Bobby Harrington: Losing an All-World Person

Stan Drayton with Bobby Harrington talking about matching shirts at last month’s golf outing.

The last time I saw Bobby Harrington was at the Navy at Temple game and he walked up to me in Lot K and said: “Mike, we’re going to win this one. I have no doubt.”

“I don’t know, Bobby, Navy is pretty good.”

“Trust me. We’re winning this.”

Temple won, 34-16.

Haason Reddick with Bobby at last year’s Cherry and White game.

I didn’t get to see him after the game but messaged him on Facebook to congratulate him for being right.

“I just had a feeling,” he responded.

I had a feeling I would seeing Bobby Harrington again. His feeling was right. Mine was wrong.

A couple of days ago I woke up and saw a post on Facebook with a photo of Bobby holding a fish and a comment that said something to the effect that someone in the photo was in Heaven.

I assumed it was the fish. Later, I learned it was Bobby.

Hard to process that because, to me, Bobby Harrington was healthier than 90 percent of the people I know.

They must have meant someone else.

He worked out at the Swarthmore College track every day.

I will probably still be processing on opening day when I look around and he’s not in Lot K.

I posted on twitter that Harrington was a backup linebacker at Temple but an All-World person and I meant it. A walk-on at Temple, he worked his way from the scout team to second-team linebacker for both Bruce Arians and Jerry Berndt. While he wore No. 51 in his freshman year, he changed his number to 55 for the last three years and was known as 55 to most people.

His story is pretty well-known. He was addicted to drugs once but clean and sober for more than the last dozen years. He dedicated his life to helping people with similar problems cross the other side into a clean and sober life.

Who knows how many people he helped but it must have been in the thousands.

Knowing Bobby was an All-Catholic at Monsignor Bonner, I introduced him to another former All-Catholic quarterback, Bishop Egan’s Tony Russo, at one Cherry and White tailgate. Mr. Russo is the father of Anthony Russo, the fourth-leading passer in Owls’ history.

The two immediately hit it off and had a great conversation about Catholic League football that left my jaw open.

That’s the effect Bobby Harrington had on everyone, though.

To meet him the first time was to be his friend for life.

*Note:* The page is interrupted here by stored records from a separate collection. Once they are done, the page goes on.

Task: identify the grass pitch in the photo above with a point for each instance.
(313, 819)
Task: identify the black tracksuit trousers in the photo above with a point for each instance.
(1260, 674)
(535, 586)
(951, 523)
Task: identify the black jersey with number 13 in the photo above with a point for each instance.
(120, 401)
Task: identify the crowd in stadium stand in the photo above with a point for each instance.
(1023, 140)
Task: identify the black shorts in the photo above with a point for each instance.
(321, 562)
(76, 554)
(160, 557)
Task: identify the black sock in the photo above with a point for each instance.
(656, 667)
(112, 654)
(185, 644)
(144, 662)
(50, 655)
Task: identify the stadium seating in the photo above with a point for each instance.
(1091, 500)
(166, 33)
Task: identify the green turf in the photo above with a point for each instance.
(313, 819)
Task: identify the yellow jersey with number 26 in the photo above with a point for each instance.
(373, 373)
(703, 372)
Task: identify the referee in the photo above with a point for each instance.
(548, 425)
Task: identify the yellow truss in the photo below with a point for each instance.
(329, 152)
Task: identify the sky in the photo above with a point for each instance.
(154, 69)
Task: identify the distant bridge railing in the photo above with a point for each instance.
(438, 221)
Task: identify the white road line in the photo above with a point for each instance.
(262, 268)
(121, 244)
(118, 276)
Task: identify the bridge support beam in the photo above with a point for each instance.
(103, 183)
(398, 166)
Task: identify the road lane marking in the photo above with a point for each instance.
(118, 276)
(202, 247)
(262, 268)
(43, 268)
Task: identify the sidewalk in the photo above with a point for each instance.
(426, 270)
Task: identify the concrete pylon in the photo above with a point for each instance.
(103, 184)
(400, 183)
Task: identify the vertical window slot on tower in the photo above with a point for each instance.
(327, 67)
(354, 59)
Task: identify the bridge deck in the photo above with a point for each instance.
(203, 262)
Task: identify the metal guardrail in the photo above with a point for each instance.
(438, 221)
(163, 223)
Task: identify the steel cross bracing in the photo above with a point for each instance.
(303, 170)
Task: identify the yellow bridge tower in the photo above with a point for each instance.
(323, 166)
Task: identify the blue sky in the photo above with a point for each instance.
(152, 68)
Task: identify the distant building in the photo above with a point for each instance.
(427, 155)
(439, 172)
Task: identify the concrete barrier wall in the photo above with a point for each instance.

Bobby was always at Cherry and White, always at the practices reserved for football alumni and even made the golf outing last month.

He loved Temple football and Temple loved him back. He had a way to connect with the current players most alumni don’t and always looked at things positively.

Hopefully, he will be sending positive vibes to this year’s Owls from above he will “have a feeling” about a lot of Temple wins in 2024.